Authors' conclusions
Higher dose of oxytocin starting and increment dose (4 mU per minute or more) was associated with a reduction in the length of labour and in caesarean section, and an increase in spontaneous vaginal birth. However, there is insufficient evidence. The number of studies and the quality of the available evidence is of concern. Additionally, there is insufficient evidence for other maternal and neonatal outcomes, and how women feel about the higher doses of oxytocin. Therefore, no firm recommendation can be made. Further research should evaluate the effect of high dose oxytocin for women delayed in labour and should include these outcomes.
PICOs
Plain language summary
Oxytocin in high versus low doses for augmentation of delayed labour
Women have different lengths of labour, with first labours lasting on average eight hours (and unlikely to last more than 18 hours) and second and subsequent labours lasting an average of five hours and unlikely to last more than 12 hours. Progress in labour takes into account not just cervical dilatation, but also descent and rotation of the fetal head and the strength, duration and frequency of contractions. Some evidence suggests that up to one‐third of women in their first labour experience delay. They are often given a synthetic version of the hormone oxytocin to increase uterine contractions and shorten labour. Surprisingly for such a routine treatment, the ideal dose at which it should be given is not known, although some comparisons suggest that higher doses of oxytocin could shorten labour and reduce the chance of caesarean section with an increase in the numbers of women having a spontaneous vaginal birth compared with a lower dose. However, there are potentially harmful side effects if oxytocin causes the uterus to contract too quickly, and the baby becomes distressed. Clinicians therefore routinely adjust the dose of oxytocin to reduce the chances of the baby being distressed in labour.

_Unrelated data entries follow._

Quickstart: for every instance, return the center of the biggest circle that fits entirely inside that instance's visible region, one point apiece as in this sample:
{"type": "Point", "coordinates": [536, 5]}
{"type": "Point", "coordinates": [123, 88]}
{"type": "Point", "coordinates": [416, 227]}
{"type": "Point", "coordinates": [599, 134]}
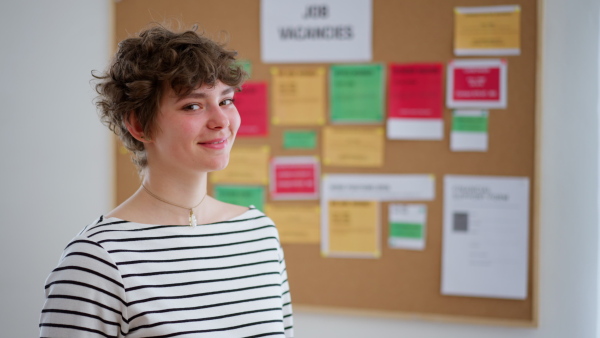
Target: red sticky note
{"type": "Point", "coordinates": [416, 91]}
{"type": "Point", "coordinates": [251, 103]}
{"type": "Point", "coordinates": [294, 177]}
{"type": "Point", "coordinates": [477, 83]}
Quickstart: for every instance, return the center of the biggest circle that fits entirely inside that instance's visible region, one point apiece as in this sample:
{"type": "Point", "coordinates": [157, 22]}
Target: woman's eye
{"type": "Point", "coordinates": [192, 107]}
{"type": "Point", "coordinates": [227, 102]}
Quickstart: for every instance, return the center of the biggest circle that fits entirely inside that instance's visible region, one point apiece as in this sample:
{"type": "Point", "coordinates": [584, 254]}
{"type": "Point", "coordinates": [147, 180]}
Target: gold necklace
{"type": "Point", "coordinates": [193, 221]}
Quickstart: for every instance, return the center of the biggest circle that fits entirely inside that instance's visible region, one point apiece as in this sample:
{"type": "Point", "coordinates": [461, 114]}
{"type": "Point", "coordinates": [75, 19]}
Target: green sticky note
{"type": "Point", "coordinates": [241, 195]}
{"type": "Point", "coordinates": [356, 93]}
{"type": "Point", "coordinates": [475, 121]}
{"type": "Point", "coordinates": [406, 230]}
{"type": "Point", "coordinates": [299, 139]}
{"type": "Point", "coordinates": [246, 66]}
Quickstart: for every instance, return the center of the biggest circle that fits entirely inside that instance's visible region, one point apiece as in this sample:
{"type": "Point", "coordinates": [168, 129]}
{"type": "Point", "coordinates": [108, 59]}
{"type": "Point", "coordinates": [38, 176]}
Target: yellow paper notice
{"type": "Point", "coordinates": [353, 147]}
{"type": "Point", "coordinates": [298, 96]}
{"type": "Point", "coordinates": [491, 30]}
{"type": "Point", "coordinates": [247, 165]}
{"type": "Point", "coordinates": [298, 224]}
{"type": "Point", "coordinates": [354, 228]}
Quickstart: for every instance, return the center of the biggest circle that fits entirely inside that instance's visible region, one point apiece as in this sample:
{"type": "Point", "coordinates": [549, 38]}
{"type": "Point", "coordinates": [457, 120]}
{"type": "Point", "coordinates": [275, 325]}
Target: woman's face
{"type": "Point", "coordinates": [195, 132]}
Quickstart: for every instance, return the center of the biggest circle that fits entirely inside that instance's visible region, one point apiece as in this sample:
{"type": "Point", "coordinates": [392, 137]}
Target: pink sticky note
{"type": "Point", "coordinates": [251, 103]}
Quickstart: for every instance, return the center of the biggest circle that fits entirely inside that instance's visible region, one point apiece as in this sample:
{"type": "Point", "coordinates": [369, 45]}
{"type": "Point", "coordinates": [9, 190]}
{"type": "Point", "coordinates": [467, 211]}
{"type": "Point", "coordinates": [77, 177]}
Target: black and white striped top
{"type": "Point", "coordinates": [123, 279]}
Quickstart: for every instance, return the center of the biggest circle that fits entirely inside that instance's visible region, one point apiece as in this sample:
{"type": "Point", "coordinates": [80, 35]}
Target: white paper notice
{"type": "Point", "coordinates": [407, 226]}
{"type": "Point", "coordinates": [378, 187]}
{"type": "Point", "coordinates": [469, 130]}
{"type": "Point", "coordinates": [486, 236]}
{"type": "Point", "coordinates": [299, 31]}
{"type": "Point", "coordinates": [370, 187]}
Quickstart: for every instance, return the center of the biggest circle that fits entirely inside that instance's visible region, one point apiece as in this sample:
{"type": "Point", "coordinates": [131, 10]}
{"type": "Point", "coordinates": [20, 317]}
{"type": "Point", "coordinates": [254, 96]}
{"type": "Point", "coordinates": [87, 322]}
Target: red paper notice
{"type": "Point", "coordinates": [477, 84]}
{"type": "Point", "coordinates": [294, 178]}
{"type": "Point", "coordinates": [416, 91]}
{"type": "Point", "coordinates": [251, 103]}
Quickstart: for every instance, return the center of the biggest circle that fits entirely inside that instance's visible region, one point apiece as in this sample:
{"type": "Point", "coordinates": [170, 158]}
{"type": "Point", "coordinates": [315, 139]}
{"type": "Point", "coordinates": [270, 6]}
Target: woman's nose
{"type": "Point", "coordinates": [218, 118]}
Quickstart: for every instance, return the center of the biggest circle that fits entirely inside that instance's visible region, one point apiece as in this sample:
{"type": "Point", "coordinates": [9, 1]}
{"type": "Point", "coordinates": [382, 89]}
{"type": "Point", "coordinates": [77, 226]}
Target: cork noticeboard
{"type": "Point", "coordinates": [400, 283]}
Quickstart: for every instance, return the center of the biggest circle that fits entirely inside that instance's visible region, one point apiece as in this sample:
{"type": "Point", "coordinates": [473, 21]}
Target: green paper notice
{"type": "Point", "coordinates": [464, 123]}
{"type": "Point", "coordinates": [406, 230]}
{"type": "Point", "coordinates": [241, 195]}
{"type": "Point", "coordinates": [407, 226]}
{"type": "Point", "coordinates": [299, 139]}
{"type": "Point", "coordinates": [357, 93]}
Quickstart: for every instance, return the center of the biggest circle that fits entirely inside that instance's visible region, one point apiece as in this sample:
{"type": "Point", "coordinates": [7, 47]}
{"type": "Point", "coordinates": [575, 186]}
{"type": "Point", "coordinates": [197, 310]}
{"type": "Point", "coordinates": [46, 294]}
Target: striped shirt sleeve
{"type": "Point", "coordinates": [288, 320]}
{"type": "Point", "coordinates": [85, 296]}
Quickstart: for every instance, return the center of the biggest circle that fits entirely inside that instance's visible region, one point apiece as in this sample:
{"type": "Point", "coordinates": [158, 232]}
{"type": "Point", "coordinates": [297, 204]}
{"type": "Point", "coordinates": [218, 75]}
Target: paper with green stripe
{"type": "Point", "coordinates": [407, 226]}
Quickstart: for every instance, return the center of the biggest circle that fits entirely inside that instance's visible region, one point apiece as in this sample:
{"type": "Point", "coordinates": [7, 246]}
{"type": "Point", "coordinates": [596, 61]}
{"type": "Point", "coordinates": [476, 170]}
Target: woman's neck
{"type": "Point", "coordinates": [181, 189]}
{"type": "Point", "coordinates": [166, 199]}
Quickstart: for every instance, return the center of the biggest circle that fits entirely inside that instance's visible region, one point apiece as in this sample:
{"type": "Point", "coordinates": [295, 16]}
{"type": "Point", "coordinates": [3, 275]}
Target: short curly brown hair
{"type": "Point", "coordinates": [147, 64]}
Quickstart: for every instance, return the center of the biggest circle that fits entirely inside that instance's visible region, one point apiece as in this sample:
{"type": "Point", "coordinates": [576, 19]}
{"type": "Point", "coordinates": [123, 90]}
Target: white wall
{"type": "Point", "coordinates": [55, 169]}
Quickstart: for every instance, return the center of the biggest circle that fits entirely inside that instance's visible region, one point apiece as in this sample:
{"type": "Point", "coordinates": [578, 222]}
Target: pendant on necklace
{"type": "Point", "coordinates": [193, 221]}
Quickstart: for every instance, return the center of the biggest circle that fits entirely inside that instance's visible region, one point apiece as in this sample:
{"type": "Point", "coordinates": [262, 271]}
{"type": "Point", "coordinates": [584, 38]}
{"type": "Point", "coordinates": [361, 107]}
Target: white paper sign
{"type": "Point", "coordinates": [371, 187]}
{"type": "Point", "coordinates": [407, 226]}
{"type": "Point", "coordinates": [301, 31]}
{"type": "Point", "coordinates": [378, 187]}
{"type": "Point", "coordinates": [486, 236]}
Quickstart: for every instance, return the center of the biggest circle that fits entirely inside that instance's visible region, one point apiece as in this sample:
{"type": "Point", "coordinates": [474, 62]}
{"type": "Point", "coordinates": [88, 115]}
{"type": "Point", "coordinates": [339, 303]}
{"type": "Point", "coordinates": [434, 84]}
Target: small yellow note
{"type": "Point", "coordinates": [354, 228]}
{"type": "Point", "coordinates": [353, 146]}
{"type": "Point", "coordinates": [490, 30]}
{"type": "Point", "coordinates": [298, 96]}
{"type": "Point", "coordinates": [298, 224]}
{"type": "Point", "coordinates": [247, 165]}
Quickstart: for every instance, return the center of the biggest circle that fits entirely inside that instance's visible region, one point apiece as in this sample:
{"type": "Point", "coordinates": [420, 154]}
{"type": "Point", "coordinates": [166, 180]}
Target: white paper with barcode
{"type": "Point", "coordinates": [486, 236]}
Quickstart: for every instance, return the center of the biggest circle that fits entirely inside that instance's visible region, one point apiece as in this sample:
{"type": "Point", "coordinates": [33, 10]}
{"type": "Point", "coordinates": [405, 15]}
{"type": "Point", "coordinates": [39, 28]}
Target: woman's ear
{"type": "Point", "coordinates": [135, 128]}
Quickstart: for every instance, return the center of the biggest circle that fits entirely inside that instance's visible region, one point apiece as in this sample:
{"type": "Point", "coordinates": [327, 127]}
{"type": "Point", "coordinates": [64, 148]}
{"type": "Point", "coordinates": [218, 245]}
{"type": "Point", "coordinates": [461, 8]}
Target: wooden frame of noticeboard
{"type": "Point", "coordinates": [404, 284]}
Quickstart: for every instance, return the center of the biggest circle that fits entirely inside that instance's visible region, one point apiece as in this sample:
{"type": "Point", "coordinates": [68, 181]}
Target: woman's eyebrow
{"type": "Point", "coordinates": [202, 95]}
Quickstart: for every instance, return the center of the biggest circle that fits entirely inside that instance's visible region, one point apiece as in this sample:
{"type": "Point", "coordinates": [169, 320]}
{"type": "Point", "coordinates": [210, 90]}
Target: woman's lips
{"type": "Point", "coordinates": [215, 144]}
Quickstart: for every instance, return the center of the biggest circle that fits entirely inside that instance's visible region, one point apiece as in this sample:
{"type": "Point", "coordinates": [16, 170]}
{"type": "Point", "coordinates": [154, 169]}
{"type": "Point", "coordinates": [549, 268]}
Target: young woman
{"type": "Point", "coordinates": [171, 261]}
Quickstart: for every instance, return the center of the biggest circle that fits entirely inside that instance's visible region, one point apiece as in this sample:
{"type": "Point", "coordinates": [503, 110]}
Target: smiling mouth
{"type": "Point", "coordinates": [217, 142]}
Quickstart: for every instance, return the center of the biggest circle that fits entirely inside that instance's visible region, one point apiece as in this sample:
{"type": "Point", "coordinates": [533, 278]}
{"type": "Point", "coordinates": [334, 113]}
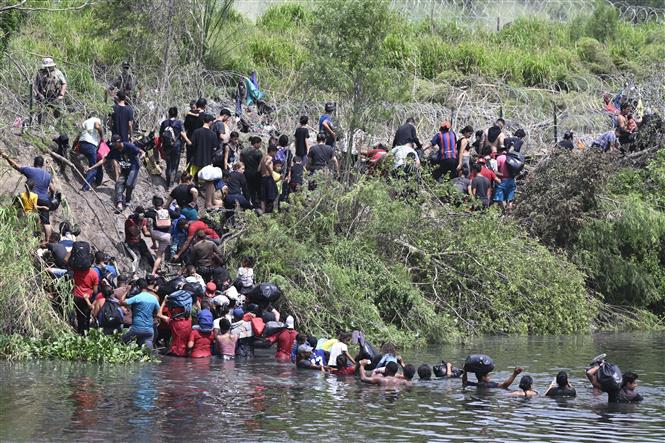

From the four randomised controlled trials involving 660 pregnant women that we included in this review, results indicate that a higher dose of oxytocin (4‐7 mU per minute, compared with 1‐2 mU per minute) reduced the length of labour and the rate of caesarean sections with increased spontaneous vaginal births, but the studies did not provide enough evidence on possible differences between the high and low doses in adverse events including hyperstimulation of the uterus and outcomes for the newborn infant. No trial reported on how the women experienced the births. The overall quality of the included trials was not good, but this might reflect how the clinical trials were reported.
While the evidence we have showed that the high doses reduced the length of labour and the rate of caesarean sections, the number and quality of the studies is of concern and not enough is known about the effect on the baby or women's birth experiences for the higher dose oxytocin to be recommended as treatment for women delayed in labour. We recommend that more research is carried out.